In the last decade, other research sites in the developing world have incorporated similar surveillance systems into their work. (The availability and lower cost of computer equipment have helped boost DSS use.) Three of the sites have been part of IDRC-supported projects. In 1993, Ghana's Navrongo Health Research Centre built on previous surveillance resources to create the first DSS using a custom designed system created for Africa. It was used successfully in the field trials for insecticide-treated bednets in Ghana as well as in Burkina Faso, the Gambia, and Kenya. These trials showed that sleeping under nets reduced total child deaths by 17%.

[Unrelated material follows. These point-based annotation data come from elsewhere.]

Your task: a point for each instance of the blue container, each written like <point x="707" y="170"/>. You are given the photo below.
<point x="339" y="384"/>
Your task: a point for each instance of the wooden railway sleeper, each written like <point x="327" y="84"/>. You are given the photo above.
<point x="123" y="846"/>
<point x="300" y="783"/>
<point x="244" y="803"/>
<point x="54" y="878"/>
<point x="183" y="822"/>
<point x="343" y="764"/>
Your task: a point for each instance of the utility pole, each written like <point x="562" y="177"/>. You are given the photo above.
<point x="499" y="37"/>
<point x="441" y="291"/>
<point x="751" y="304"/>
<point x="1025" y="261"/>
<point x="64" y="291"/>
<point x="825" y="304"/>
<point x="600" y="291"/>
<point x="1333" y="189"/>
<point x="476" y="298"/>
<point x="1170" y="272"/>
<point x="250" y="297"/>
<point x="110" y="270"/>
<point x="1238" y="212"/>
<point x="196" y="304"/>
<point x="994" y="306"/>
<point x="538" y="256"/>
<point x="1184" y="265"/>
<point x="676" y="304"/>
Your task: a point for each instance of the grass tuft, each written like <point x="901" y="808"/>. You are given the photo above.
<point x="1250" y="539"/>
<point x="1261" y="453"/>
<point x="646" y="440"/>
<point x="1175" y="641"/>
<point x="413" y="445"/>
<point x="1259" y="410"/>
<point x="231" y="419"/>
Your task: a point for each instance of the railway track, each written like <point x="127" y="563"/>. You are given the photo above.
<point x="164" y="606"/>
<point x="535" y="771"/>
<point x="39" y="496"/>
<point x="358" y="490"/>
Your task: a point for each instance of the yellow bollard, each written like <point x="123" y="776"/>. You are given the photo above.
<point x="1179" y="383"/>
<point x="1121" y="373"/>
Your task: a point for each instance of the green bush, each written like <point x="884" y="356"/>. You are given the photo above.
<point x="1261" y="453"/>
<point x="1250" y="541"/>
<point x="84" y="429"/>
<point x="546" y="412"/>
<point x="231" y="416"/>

South to south collaboration

Researchers from Navrongo helped to establish the Rufiji DSS, one of two sites that feed research data to the IDRC-supported Tanzania Essential Health Interventions Project (TEHIP). These sentinel DSS sites are helping local health planners to select cost effective interventions that take aim at leading causes of death and disease. The more strategic allocation of scarce health care resources has literally saved lives. In Rufiji, for example, child mortality has fallen dramatically between 1999 and 2001.

These findings highlight the particular value of DSS data for donors, at a time when there is greater demand for resources to be spent efficiently and equitably. "From a funder's point of view, if you're going to use interventions to tackle health issues, you've got to measure whether they work or not," says Dr Ewart. "Demographic surveillance helps you do that."

Benefits of network

Dr Ewart, whose Wellcome Trust program funds several DSS sites, calls them a "global resource." This resource is being strengthened through the INDEPTH Network, which brings together 29 DSS sites in Asia and Africa. Formed in 1998, the network serves to enhance the research capacities of the sites and their ability to coordinate activities and define the research and development agenda.

Dr Fred Binka, INDEPTH's Executive Director, administers the network from a secretariat based in Accra, Ghana. He points to Population and Health in Developing Countries as an example of INDEPTH's capabilities. "The monograph speaks for itself," says Dr Binka. "It's the information from all the sites that really makes the case for the contributions we can make over and above the country-specific sites."

For example, demographers and planners currently use statistical and demographic models for sub-Saharan Africa that are not based on actual data. "In the past, much of what we 'knew' about mortality in Africa was based on assumptions," says Dr Don de Savigny, research manager of TEHIP and a member of INDEPTH's Board of Trustees. Population and Health in Developing Countries challenges these assumptions by using real data from DSS sites to analyse mortality in Africa. The results show trends that differ from those mapped by the conventional models. In particular, the INDEPTH data describes more accurately the effects of HIV/AIDS on mortality — information that is of vital importance to efforts to deal with the pandemic.

INDEPTH plans to share its data and provocative analysis more widely through the publication of other monographs. These will cover new life tables for Africa, fertility trends, migration patterns, reproductive health, causes of mortality, and health equity.

Jennifer Pepall, a writer in IDRC's Communications Division in Ottawa, recently traveled to East Africa.